Current Efforts Toward Accountability in the Ibogaine Industry
The underlying question that begs for an answer in all of this, why should such a need for grievance reports arise in an industry that should be focused on support and healing? While legal barriers and drug scheduling remain an issue, can the ibogaine community create self-governing networks of safety and accountability? Some providers believe so.
The Root Ibogaine Collective (RIC) was launched during the COVID-19 pandemic. This collective aims to provide inclusive support to people seeking ibogaine treatment and strives to provide safety guidelines and accountability measures in the ibogaine community. RIC recently launched a grievance support process. Grievance reports are submitted by clients who have undergone ibogaine therapy and had a negative experience, usually due to safety issues or a breach of ethics. Grievances can range from abuse, sexual abuse, medical or mental health emergencies that were not handled properly, lack of safety protocols, being scammed for money, racism, or any sort of intolerance, safety, or ethics breaches.
The Global Ibogaine Therapy Alliance used to provide a grievance report and adverse medical report process but have since disbanded, leaving behind only their website and people searching for a process to report grievances.
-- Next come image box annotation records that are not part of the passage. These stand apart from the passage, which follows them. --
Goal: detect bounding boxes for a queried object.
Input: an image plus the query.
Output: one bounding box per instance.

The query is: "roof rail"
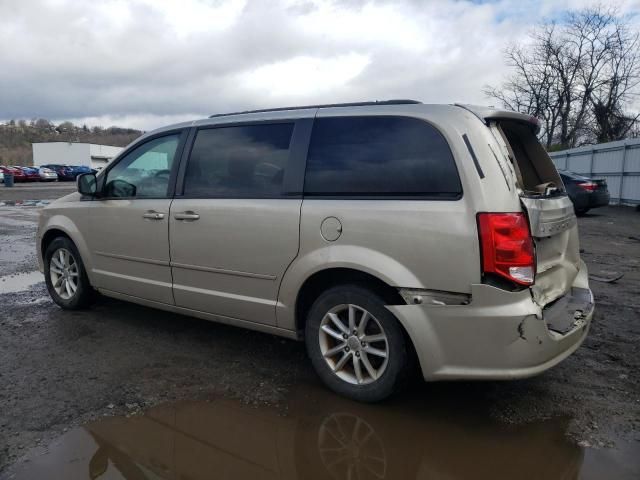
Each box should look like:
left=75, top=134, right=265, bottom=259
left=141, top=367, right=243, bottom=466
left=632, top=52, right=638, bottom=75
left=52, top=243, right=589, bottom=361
left=209, top=99, right=422, bottom=118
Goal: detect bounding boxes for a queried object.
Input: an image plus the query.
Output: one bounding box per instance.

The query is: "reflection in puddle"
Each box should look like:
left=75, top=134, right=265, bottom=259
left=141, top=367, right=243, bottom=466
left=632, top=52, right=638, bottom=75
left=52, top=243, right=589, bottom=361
left=0, top=271, right=44, bottom=294
left=6, top=388, right=637, bottom=480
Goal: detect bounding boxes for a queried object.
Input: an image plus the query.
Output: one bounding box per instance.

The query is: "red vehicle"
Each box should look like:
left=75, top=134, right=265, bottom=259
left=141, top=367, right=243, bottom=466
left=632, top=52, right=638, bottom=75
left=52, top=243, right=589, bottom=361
left=13, top=165, right=40, bottom=182
left=0, top=166, right=27, bottom=182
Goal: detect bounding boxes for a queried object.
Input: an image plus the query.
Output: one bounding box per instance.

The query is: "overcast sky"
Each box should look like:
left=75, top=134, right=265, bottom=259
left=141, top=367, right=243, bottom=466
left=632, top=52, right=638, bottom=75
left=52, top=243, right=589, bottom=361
left=0, top=0, right=640, bottom=130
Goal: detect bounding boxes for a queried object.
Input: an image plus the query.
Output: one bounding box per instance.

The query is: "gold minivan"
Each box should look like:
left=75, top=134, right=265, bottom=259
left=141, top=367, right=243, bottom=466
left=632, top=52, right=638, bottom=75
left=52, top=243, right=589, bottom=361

Recognizing the role that providers play as frontline workers to clients — and that many providers are working through their own traumas — RIC has also launched support meetings for ibogaine providers who are often dealing with stress and burnout due to their profession. This effort to support providers is in alignment with the roots of the medical subculture characteristic of the ibogaine industry.
Accountability Within Ibogaine Research and Therapy
Ibogaine research is ultimately a story about resilience — about the relentless pursuit of health equity in the face of a war on people who use drugs. From CIA studies to biased government agencies refusing to support research outlined by physicians and advocated for by the public, the history of ibogaine research demonstrates the inequities of current drug laws. But what might the future look like?
It is not a stretch to imagine that a pharmaceutical model of ibogaine therapy would include multiple rounds of doses of various sizes, and everything from high price clinics, to low-cost options that lack patient-centered care. A pharmaceutical model could catalyze research on ibogaine and ibogaine analogs for many different mental health disorders, but with a pharmaceutical model comes the reality that some insurance will only cover some treatments for some people. In contrast, others will not have access at all.
Considering that there are currently tens of thousands of people seeking ibogaine therapy outside of clinical trials, it would behoove researchers and developers to work with those who already have experience as providers, patients, and researchers. In this way, underground ibogaine treatment might be legitimized and regulated as drug laws are changed, ensuring maximum safety, accountability, and sound ethics.
There seems to be a unique opportunity here with ibogaine research for citizen science and pharmaceutical research to collaborate — for the benefit of people who are suffering. While a drug development firm may be motivated to develop protocols that benefit their bottom line, a community-led initiative would indeed allow room for personalized protocols prioritizing the patient.